Attraverso un viale si raggiunge uno splendido caseggiato è il Museo G. Whitaker e quì una visita non può mancare. Gli oggetti provenienti dagli scavi in esposizione fanno bella mostra di sé già dai primi del 900; collezione di capolavori di valore inestimabile sono collocati all’interno di vetrine di legno verniciate di bianco con a fianco la didascalia dell’oggetto, anche fuori dalle vetrine sono situati altri reperti.

Tra tutto quasi nascosti in maniera molto discreta noto dei cubetti, sembrano ciotoli, posti lì  senza tanta importanza, eppure proprio essi con la loro funzione hanno portato avanti l’economia del luogo. Questi reperti emersi dagli scavi archeologici non sono altro che pesi per telai.

I telai erano costruzioni molto semplici la cui  intelaiatura in genere rettangolare era strutturata con assi di legno messi in posizione verticale, essi permettevano di tessere ovvero di intersecare due ordini di fili in orizzontale e in verticale.

I pesi in argilla (o in pietra) svolgevano la loro funzione appesi a un filo quello dell’ordito in modo tale da attuare una buona tensione. Così immagino le donne dell’epoca che erano intente attorno a questa preziosa “macchina” a tessere tele per i propri familiari o per chi per committenza li richiedeva e se poi piaceva dare il colore porpora al tessuto ecco che la colorazione si otteneva da un crostaceo il murex trunculus e il murex brandaris che si trovava in abbondanza nelle coste.

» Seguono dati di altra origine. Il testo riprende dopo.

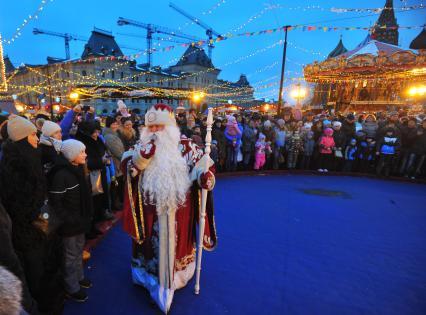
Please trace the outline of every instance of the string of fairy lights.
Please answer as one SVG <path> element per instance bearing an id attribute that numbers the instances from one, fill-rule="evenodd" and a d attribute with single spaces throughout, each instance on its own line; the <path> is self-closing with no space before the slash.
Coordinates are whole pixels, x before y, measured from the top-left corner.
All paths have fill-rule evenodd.
<path id="1" fill-rule="evenodd" d="M 52 2 L 53 0 L 50 0 L 50 2 Z M 39 12 L 41 12 L 43 10 L 43 7 L 47 4 L 47 0 L 42 1 L 42 5 L 41 9 L 39 8 L 39 11 L 37 11 L 36 13 L 39 14 Z M 219 8 L 221 5 L 223 5 L 225 3 L 225 1 L 218 1 L 214 6 L 212 6 L 210 9 L 203 11 L 202 14 L 206 15 L 206 14 L 211 14 L 214 10 L 216 10 L 217 8 Z M 423 4 L 417 5 L 417 6 L 404 6 L 402 8 L 399 8 L 401 10 L 415 10 L 415 9 L 422 9 L 424 8 Z M 253 21 L 255 21 L 256 19 L 258 19 L 260 16 L 264 15 L 265 13 L 267 13 L 270 10 L 274 10 L 274 9 L 288 9 L 288 10 L 301 10 L 303 9 L 302 7 L 292 7 L 292 8 L 285 8 L 281 5 L 274 5 L 274 6 L 268 6 L 264 9 L 262 9 L 259 13 L 257 13 L 254 16 L 251 16 L 245 23 L 243 23 L 242 25 L 234 28 L 232 31 L 235 33 L 243 28 L 245 28 L 248 24 L 252 23 Z M 319 6 L 307 6 L 304 7 L 303 10 L 329 10 L 331 12 L 335 12 L 335 13 L 343 13 L 343 12 L 381 12 L 383 10 L 383 8 L 357 8 L 357 9 L 351 9 L 351 8 L 320 8 Z M 381 11 L 379 11 L 379 9 L 381 9 Z M 386 9 L 386 8 L 385 8 Z M 21 32 L 20 30 L 22 30 L 23 27 L 25 27 L 25 25 L 28 24 L 28 22 L 33 19 L 33 18 L 37 18 L 37 14 L 34 15 L 30 15 L 29 16 L 29 20 L 25 19 L 24 20 L 24 24 L 22 25 L 21 28 L 18 28 L 18 33 L 15 33 L 11 39 L 9 40 L 3 40 L 3 42 L 7 42 L 7 43 L 11 43 L 14 41 L 14 36 L 20 36 Z M 369 29 L 369 28 L 365 28 L 365 27 L 329 27 L 329 26 L 306 26 L 306 25 L 296 25 L 296 26 L 292 26 L 292 29 L 302 29 L 303 31 L 307 30 L 307 31 L 313 31 L 313 30 L 323 30 L 323 31 L 330 31 L 330 30 L 356 30 L 356 29 Z M 406 27 L 406 28 L 414 28 L 414 27 Z M 257 36 L 257 35 L 262 35 L 262 34 L 270 34 L 270 33 L 274 33 L 277 31 L 282 31 L 283 28 L 277 28 L 277 29 L 272 29 L 272 30 L 264 30 L 264 31 L 258 31 L 258 32 L 250 32 L 250 33 L 242 33 L 242 34 L 226 34 L 226 39 L 228 38 L 233 38 L 236 36 Z M 17 38 L 17 37 L 16 37 Z M 15 38 L 15 39 L 16 39 Z M 0 43 L 1 43 L 1 37 L 0 37 Z M 190 45 L 193 45 L 194 43 L 191 43 Z M 203 41 L 202 43 L 198 43 L 201 45 L 205 45 L 206 42 Z M 272 49 L 276 46 L 282 45 L 283 41 L 280 40 L 278 42 L 273 43 L 272 45 L 269 45 L 267 47 L 258 49 L 250 54 L 247 54 L 245 56 L 241 56 L 235 60 L 229 61 L 227 63 L 225 63 L 224 65 L 222 65 L 222 67 L 227 67 L 233 64 L 238 64 L 244 60 L 247 60 L 251 57 L 254 57 L 258 54 L 264 53 L 269 49 Z M 306 49 L 304 47 L 300 47 L 295 45 L 292 42 L 288 42 L 289 46 L 300 50 L 302 52 L 305 53 L 310 53 L 314 56 L 321 56 L 321 57 L 325 57 L 325 55 L 323 55 L 320 52 L 314 51 L 314 50 L 310 50 L 310 49 Z M 0 45 L 1 46 L 1 45 Z M 169 46 L 172 47 L 172 46 Z M 1 48 L 1 47 L 0 47 Z M 162 52 L 162 51 L 170 51 L 170 49 L 168 50 L 157 50 L 154 52 Z M 0 51 L 2 53 L 2 51 Z M 145 52 L 146 53 L 146 52 Z M 196 51 L 193 51 L 192 53 L 196 53 Z M 140 55 L 140 54 L 139 54 Z M 48 82 L 50 83 L 50 88 L 52 88 L 53 90 L 56 89 L 61 89 L 63 90 L 64 88 L 69 88 L 70 86 L 85 86 L 85 87 L 80 87 L 79 88 L 79 93 L 81 93 L 82 95 L 86 95 L 86 96 L 91 96 L 93 98 L 103 98 L 105 96 L 108 96 L 109 98 L 111 98 L 111 94 L 114 92 L 123 92 L 123 90 L 127 90 L 127 91 L 131 91 L 134 90 L 136 88 L 142 88 L 142 89 L 149 89 L 150 91 L 153 91 L 155 93 L 164 95 L 166 97 L 170 97 L 170 96 L 176 96 L 176 97 L 188 97 L 188 95 L 190 95 L 191 93 L 193 93 L 192 91 L 185 91 L 185 90 L 180 90 L 180 89 L 166 89 L 163 87 L 153 87 L 152 84 L 154 83 L 158 83 L 160 85 L 163 85 L 164 83 L 172 83 L 174 81 L 180 81 L 180 80 L 186 80 L 186 79 L 191 79 L 191 78 L 197 78 L 200 75 L 203 74 L 208 74 L 210 72 L 214 72 L 217 71 L 216 68 L 207 68 L 205 70 L 199 71 L 199 72 L 194 72 L 194 73 L 188 73 L 188 74 L 184 74 L 184 75 L 179 75 L 179 76 L 171 76 L 171 75 L 166 75 L 165 78 L 161 78 L 161 75 L 159 75 L 157 72 L 153 71 L 153 70 L 146 70 L 146 71 L 138 71 L 135 74 L 130 74 L 130 75 L 123 75 L 123 72 L 121 72 L 120 78 L 115 79 L 114 75 L 111 75 L 111 79 L 106 78 L 107 74 L 115 74 L 115 72 L 119 72 L 120 70 L 123 70 L 123 68 L 127 68 L 129 67 L 129 63 L 133 62 L 132 58 L 128 58 L 128 56 L 125 56 L 126 58 L 117 58 L 116 60 L 111 60 L 112 65 L 107 67 L 106 69 L 102 69 L 99 73 L 89 73 L 89 74 L 83 74 L 80 73 L 78 71 L 72 71 L 69 69 L 65 69 L 62 65 L 60 65 L 57 69 L 55 69 L 53 71 L 52 74 L 50 73 L 43 73 L 42 71 L 39 71 L 37 68 L 32 68 L 32 67 L 26 67 L 25 69 L 29 70 L 29 72 L 34 73 L 36 76 L 38 76 L 38 84 L 35 84 L 35 82 L 33 82 L 33 85 L 28 85 L 28 83 L 24 83 L 22 82 L 22 84 L 16 84 L 16 80 L 14 80 L 14 78 L 16 77 L 16 75 L 18 75 L 18 73 L 20 72 L 21 69 L 17 69 L 16 71 L 14 71 L 12 74 L 8 75 L 7 80 L 5 79 L 5 74 L 3 73 L 3 82 L 4 85 L 8 84 L 9 87 L 11 87 L 12 89 L 16 90 L 16 93 L 14 93 L 15 95 L 23 95 L 25 93 L 29 93 L 29 92 L 36 92 L 36 93 L 43 93 L 46 91 L 46 84 Z M 184 56 L 178 58 L 178 60 L 181 60 Z M 108 60 L 108 59 L 107 59 Z M 1 61 L 3 61 L 3 58 L 1 58 Z M 100 60 L 101 61 L 101 60 Z M 292 60 L 292 59 L 288 59 L 287 61 L 294 63 L 298 66 L 304 66 L 304 64 L 299 63 L 298 61 Z M 97 62 L 97 60 L 92 60 L 91 62 Z M 77 62 L 78 63 L 78 62 Z M 169 64 L 171 62 L 169 61 Z M 276 67 L 279 63 L 278 62 L 274 62 L 271 65 L 265 66 L 263 68 L 259 68 L 257 70 L 254 71 L 253 74 L 258 74 L 258 73 L 262 73 L 268 70 L 273 69 L 274 67 Z M 2 71 L 4 72 L 4 65 L 3 67 L 1 67 L 0 65 L 0 69 L 2 69 Z M 1 74 L 1 73 L 0 73 Z M 65 75 L 64 75 L 65 74 Z M 287 72 L 286 74 L 290 74 L 289 72 Z M 393 75 L 404 75 L 404 73 L 393 73 Z M 139 78 L 141 77 L 146 77 L 146 76 L 152 76 L 152 77 L 160 77 L 159 79 L 154 79 L 152 80 L 150 78 L 149 81 L 146 81 L 145 83 L 143 82 L 138 82 Z M 40 77 L 43 78 L 43 80 L 40 80 Z M 275 81 L 269 84 L 262 84 L 271 80 L 276 79 L 277 76 L 273 76 L 261 81 L 258 81 L 256 83 L 254 83 L 252 86 L 249 87 L 232 87 L 230 86 L 230 84 L 228 82 L 225 83 L 219 83 L 219 84 L 209 84 L 206 86 L 203 86 L 203 90 L 206 91 L 206 96 L 211 97 L 213 99 L 220 99 L 223 100 L 223 97 L 231 97 L 231 96 L 239 96 L 239 95 L 245 95 L 247 94 L 247 92 L 251 91 L 259 91 L 265 88 L 271 88 L 274 85 L 277 85 L 279 82 Z M 289 77 L 286 78 L 286 80 L 288 81 L 300 81 L 303 80 L 304 78 L 300 76 L 294 76 L 294 77 Z M 351 82 L 354 82 L 356 80 L 359 80 L 360 78 L 352 78 Z M 369 78 L 368 78 L 369 79 Z M 383 78 L 385 79 L 385 78 Z M 136 80 L 136 82 L 135 82 Z M 330 78 L 330 77 L 320 77 L 320 78 L 312 78 L 311 82 L 326 82 L 327 80 L 329 80 L 328 82 L 330 82 L 331 80 L 333 80 L 333 82 L 348 82 L 347 79 L 343 78 L 343 79 L 335 79 L 335 78 Z M 346 80 L 346 81 L 345 81 Z M 1 83 L 1 82 L 0 82 Z M 91 86 L 90 86 L 91 85 Z M 168 86 L 170 87 L 170 85 Z M 179 86 L 178 86 L 179 87 Z M 100 90 L 101 89 L 101 90 Z M 105 90 L 102 90 L 105 89 Z M 210 90 L 227 90 L 229 89 L 229 92 L 216 92 L 216 93 L 210 93 Z M 275 91 L 275 89 L 270 89 L 271 91 Z M 61 92 L 61 91 L 59 91 Z M 261 94 L 259 94 L 261 95 Z M 239 99 L 240 100 L 240 99 Z M 239 101 L 238 100 L 238 101 Z M 241 100 L 245 100 L 244 98 L 241 98 Z"/>
<path id="2" fill-rule="evenodd" d="M 4 38 L 3 42 L 6 44 L 12 44 L 15 40 L 17 40 L 22 35 L 22 30 L 25 26 L 27 26 L 33 19 L 38 19 L 40 13 L 50 2 L 53 2 L 53 0 L 42 0 L 37 10 L 33 14 L 29 14 L 26 18 L 24 18 L 22 23 L 16 28 L 13 35 L 9 38 Z"/>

Sembra che i Fenici siano stati esperti abili nel confezionare tessuti anche ricamati tanto che la lavorazione artistica che producevano i loro telai era apprezzata in tutti i Paesi con cui essi commerciavano.

Il nome Motya dato dagli stessi Fenici a questo lembo di terra significa filanda quindi strettamente collegato alla presenza di numerose botteghe per la filatura e tessitura.

L’eccellenza dei lavori del popolo fenicio trovano riscontro addirittura nell’Iliade quando Omero enuncia di “stoffe variegate, operedi donne Sidonie che  Paride portò ad Elena dagli antichi natali“.